Lucy-Anne dashed across to Jack. He was bleeding and holding one hand to his wounded eye. “Do something!” she shouted at Reaper, looking up at the helicopter cruising slowly towards them back along the street. Fire leapt from its machine guns. Bullets ricocheted.
“Lucy-Anne, got to get back…got to…” Jack said. He reached for her, staggered forwards, and she held out her hands for him.
From her right, the roar of motorcycles again. The rattle of small-arms fire.
Ahead of her, Jenna was kneeling by Sparky.
Along the street, Shade was screaming, stumbling, aflame, trying to reel in his spilling guts.
Now, she thought. Now is when Nomad—
Something smacked her in the face, knocked her head sideways.
As she tried to breathe and gargled only blood, she saw what she knew must come.

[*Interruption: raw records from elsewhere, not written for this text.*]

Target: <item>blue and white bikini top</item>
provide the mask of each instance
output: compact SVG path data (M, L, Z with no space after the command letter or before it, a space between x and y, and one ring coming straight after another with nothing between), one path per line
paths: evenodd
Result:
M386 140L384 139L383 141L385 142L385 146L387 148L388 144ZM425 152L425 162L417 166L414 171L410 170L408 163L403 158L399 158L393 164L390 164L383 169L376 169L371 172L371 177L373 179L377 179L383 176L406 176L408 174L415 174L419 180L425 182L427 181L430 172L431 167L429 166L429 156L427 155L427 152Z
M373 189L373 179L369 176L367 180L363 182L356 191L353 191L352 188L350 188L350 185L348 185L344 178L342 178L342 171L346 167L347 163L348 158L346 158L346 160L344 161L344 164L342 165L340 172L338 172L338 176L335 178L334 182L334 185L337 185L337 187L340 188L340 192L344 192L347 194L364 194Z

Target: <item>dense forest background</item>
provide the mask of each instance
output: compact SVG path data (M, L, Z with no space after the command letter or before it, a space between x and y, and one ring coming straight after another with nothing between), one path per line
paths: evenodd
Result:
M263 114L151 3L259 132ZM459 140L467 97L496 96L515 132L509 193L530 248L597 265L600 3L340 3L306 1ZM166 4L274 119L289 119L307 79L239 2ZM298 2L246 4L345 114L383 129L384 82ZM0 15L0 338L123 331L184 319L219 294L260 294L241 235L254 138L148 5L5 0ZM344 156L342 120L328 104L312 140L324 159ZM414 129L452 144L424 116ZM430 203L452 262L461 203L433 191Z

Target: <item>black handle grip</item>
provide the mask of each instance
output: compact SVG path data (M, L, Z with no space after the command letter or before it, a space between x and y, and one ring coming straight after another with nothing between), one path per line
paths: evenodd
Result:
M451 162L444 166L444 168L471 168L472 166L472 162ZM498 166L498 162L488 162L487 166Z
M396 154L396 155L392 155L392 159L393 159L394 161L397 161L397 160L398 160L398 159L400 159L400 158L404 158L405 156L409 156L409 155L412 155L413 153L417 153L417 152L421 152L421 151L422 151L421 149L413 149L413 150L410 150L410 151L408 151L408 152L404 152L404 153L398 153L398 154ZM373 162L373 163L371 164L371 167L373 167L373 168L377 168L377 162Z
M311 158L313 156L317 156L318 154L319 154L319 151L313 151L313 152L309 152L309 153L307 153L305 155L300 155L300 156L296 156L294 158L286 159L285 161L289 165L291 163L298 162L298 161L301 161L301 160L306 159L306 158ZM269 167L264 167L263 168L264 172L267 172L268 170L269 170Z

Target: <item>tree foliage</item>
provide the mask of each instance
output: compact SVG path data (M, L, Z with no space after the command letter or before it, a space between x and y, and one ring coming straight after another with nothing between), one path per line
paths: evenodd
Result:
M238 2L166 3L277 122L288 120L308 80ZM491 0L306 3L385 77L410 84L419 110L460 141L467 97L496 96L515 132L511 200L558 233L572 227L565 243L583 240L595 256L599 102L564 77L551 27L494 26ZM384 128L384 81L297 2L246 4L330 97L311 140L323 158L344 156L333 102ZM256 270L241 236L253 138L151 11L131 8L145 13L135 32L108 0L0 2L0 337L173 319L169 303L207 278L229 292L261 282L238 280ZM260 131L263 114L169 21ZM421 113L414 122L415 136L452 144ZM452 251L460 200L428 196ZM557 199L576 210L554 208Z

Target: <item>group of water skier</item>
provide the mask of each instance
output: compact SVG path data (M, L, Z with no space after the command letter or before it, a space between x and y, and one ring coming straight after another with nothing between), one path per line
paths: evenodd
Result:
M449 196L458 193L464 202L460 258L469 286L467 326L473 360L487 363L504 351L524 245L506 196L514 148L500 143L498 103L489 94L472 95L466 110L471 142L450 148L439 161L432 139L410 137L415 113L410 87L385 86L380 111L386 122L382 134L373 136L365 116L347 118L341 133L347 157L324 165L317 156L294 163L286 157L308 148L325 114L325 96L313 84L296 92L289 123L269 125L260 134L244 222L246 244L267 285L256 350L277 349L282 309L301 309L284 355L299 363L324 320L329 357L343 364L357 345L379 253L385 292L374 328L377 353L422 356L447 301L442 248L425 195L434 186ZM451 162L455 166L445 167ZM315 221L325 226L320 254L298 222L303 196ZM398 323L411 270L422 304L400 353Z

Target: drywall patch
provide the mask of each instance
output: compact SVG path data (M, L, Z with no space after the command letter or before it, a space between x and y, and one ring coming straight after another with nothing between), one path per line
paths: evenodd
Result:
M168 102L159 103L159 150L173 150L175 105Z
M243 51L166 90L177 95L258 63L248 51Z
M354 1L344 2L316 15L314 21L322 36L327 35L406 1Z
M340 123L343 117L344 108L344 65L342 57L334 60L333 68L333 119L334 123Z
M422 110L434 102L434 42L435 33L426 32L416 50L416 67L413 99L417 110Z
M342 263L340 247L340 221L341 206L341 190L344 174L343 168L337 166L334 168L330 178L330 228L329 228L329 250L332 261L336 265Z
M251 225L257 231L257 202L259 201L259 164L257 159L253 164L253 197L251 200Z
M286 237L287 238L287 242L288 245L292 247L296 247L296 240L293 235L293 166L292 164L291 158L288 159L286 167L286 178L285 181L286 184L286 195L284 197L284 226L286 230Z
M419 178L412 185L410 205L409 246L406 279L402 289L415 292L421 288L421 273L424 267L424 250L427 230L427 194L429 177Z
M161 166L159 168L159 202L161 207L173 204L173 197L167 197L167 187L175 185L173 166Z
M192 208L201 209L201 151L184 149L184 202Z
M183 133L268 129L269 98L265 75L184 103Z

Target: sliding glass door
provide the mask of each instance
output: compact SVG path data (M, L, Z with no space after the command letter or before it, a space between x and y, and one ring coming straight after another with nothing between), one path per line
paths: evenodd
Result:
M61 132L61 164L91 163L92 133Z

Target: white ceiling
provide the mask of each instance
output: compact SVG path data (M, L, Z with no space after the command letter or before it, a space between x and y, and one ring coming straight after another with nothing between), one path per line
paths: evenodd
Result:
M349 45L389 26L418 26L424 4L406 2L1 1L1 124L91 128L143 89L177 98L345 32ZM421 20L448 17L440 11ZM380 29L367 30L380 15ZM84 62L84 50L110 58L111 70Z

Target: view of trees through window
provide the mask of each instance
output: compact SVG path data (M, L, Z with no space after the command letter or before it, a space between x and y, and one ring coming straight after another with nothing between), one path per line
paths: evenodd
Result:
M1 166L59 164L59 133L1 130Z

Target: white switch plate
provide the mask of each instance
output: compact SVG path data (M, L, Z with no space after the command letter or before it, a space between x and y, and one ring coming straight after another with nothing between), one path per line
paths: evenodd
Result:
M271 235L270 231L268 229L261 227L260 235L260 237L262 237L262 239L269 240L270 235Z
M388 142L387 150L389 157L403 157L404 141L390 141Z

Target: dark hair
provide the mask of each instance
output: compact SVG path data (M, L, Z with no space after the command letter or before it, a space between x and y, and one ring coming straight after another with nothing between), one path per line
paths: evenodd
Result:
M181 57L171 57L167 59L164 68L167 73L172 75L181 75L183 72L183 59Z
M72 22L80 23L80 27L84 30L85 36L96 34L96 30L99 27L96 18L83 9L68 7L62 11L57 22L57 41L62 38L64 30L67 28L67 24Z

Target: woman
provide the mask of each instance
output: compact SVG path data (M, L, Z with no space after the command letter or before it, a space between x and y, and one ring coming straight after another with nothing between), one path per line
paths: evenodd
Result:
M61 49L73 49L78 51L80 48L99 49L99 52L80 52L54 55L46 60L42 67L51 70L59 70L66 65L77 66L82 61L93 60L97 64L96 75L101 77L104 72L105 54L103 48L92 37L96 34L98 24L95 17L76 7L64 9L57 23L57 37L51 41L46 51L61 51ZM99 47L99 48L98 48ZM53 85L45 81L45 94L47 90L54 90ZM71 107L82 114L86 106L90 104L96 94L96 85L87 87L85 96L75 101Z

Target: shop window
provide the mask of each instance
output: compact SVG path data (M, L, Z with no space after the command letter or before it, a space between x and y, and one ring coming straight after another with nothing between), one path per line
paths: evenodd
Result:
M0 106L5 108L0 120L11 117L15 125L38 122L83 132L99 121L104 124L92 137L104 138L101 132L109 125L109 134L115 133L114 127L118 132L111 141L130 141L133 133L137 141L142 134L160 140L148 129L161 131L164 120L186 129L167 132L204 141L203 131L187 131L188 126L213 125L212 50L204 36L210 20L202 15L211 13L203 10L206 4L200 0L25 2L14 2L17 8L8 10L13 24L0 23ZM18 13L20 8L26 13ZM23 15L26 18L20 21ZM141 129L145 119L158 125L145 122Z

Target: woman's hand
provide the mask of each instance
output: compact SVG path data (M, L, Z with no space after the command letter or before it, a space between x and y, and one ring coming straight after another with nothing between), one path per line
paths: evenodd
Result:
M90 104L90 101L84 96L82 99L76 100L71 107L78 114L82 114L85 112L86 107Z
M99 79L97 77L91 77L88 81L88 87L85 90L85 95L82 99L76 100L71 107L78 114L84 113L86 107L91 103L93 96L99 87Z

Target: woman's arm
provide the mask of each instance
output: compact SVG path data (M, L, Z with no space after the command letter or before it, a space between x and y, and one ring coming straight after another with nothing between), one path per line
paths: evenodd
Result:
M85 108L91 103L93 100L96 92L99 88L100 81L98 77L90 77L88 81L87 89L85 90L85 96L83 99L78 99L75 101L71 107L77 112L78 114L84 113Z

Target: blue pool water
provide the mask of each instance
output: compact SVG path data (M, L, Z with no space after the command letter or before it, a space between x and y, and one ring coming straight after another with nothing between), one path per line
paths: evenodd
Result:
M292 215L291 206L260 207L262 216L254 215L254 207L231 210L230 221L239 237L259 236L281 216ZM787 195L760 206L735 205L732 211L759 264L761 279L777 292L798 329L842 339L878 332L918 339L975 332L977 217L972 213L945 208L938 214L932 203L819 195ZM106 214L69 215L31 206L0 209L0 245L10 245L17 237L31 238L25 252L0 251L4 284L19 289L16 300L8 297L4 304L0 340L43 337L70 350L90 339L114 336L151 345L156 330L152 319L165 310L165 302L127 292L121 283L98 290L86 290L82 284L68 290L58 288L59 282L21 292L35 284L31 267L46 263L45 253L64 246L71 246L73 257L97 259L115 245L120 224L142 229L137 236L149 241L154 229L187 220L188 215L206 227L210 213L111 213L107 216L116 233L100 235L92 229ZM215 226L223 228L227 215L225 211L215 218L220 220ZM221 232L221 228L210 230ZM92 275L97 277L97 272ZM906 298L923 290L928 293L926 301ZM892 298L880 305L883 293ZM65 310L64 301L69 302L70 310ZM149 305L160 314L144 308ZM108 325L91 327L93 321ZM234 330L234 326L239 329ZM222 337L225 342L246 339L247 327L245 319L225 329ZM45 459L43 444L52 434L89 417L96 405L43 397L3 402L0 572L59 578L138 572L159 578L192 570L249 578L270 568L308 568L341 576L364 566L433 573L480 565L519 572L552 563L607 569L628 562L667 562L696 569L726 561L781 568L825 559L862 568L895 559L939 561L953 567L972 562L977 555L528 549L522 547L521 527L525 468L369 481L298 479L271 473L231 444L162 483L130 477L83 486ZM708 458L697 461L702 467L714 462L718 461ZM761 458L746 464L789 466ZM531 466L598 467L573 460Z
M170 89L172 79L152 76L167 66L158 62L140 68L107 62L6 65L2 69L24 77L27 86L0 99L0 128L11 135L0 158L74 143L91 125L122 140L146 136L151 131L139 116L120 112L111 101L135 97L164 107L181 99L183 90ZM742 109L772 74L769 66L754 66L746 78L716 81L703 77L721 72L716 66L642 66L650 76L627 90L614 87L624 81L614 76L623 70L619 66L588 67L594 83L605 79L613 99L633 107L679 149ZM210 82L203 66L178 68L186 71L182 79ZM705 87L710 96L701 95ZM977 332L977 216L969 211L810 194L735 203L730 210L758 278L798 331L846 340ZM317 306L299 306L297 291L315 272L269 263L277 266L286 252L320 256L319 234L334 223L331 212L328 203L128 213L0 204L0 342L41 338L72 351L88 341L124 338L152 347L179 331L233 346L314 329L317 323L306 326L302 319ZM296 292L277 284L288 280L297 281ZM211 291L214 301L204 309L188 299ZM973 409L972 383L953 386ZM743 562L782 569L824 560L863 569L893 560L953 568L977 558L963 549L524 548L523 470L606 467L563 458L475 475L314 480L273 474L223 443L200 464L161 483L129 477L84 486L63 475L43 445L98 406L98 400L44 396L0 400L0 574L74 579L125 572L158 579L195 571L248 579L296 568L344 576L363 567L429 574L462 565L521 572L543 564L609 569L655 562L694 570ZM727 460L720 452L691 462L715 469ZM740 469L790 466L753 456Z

“No!” Jack shouted. “No, Lucy-Anne, no!” He couldn't quite understand what he had seen, how her face could have changed shape so quickly. She was still Lucy-Anne, but no longer the girl he had known. The cool, logical part of him knew that she had been shot. But the pure emotional part of him that drove to the fore in this time of confusion and bullets, burning and blood, could not readily accept the truth.
She stumbled to the left, one hand coming up towards her face but never quite touching. Her pale skin was raw now, and her spiky hair was dulled by the colour contrast of her blood. Her eyes started to roll up in her head.
The rush of fury was terrifying. Jack's heart thudded in his chest, the heaviest impact, and his skin came alight, tempering his thoughts and sharpening his senses until he could see like a hawk, hear like a hound. What happened next was pure instinct, and yet he felt totally in control. For the first time ever, Jack and his new abilities worked completely in harmony. They flowed together, and were one.